Aos 17 anos, Mariana Amorim tomou a decisão de ir morar em Israel para estudar. Hoje, aos 21, a paraibana decidiu permanecer no país, mesmo com a guerra que está em andamento. Esta reportagem conversou com a jovem, que relatou os momentos vividos durante os ataques do grupo terrorista Hamas, no último sábado (7).

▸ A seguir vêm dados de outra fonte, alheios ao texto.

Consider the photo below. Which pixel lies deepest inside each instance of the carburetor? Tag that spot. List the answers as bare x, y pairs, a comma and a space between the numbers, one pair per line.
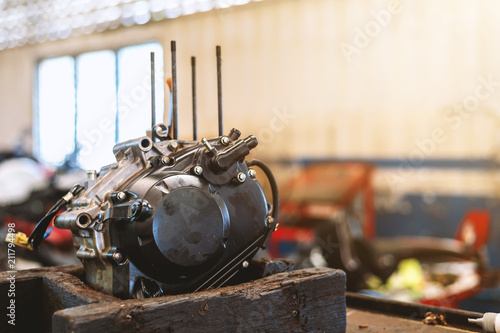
170, 216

Mariana, que é natural de Campina Grande, no Agreste da Paraíba, revela que não procurou a embaixada brasileira em Israel para retornar ao Brasil. A decisão de ficar no país se deu por motivos religiosos. “Sabemos que o Brasil está providenciando aviões para brasileiros. [Decidi ficar] porque sou judia. Minha família está no Brasil, mas minha casa é aqui.”, afirmou.

Mariana contou que no sábado, durante os ataques, foi difícil entender o que estava acontecendo, por se tratar de um dia sagrado para os árabes. “Na manhã de sábado acordei com os mísseis e foi aterrorizante. Ao decorrer do dia, eu assisti meus amigos e conhecidos, todos serem convocados para o exército. Sábado é um dia sagrado para o judaísmo, então estávamos sem celular, sem saber direito o que estava acontecendo.”, conta.

A jovem relava que não estava em Jerusalém durante o bombardeio, mas mesmo após os ataques, decidiu voltar à cidade. “Eu estava em outra cidade. Graças a Deus consegui voltar para Jerusalém. Os alarmes e sirenes de mísseis soaram muitas vezes. Nosso emocional está muito abalado.

Segundo a jovem, a ordem é não sair de casa. Os únicos autorizados são os voluntários que se deslocam para levar mantimentos. “A situação como um todo é tensa, estamos rezando muito. É a única coisa que podemos fazer daqui.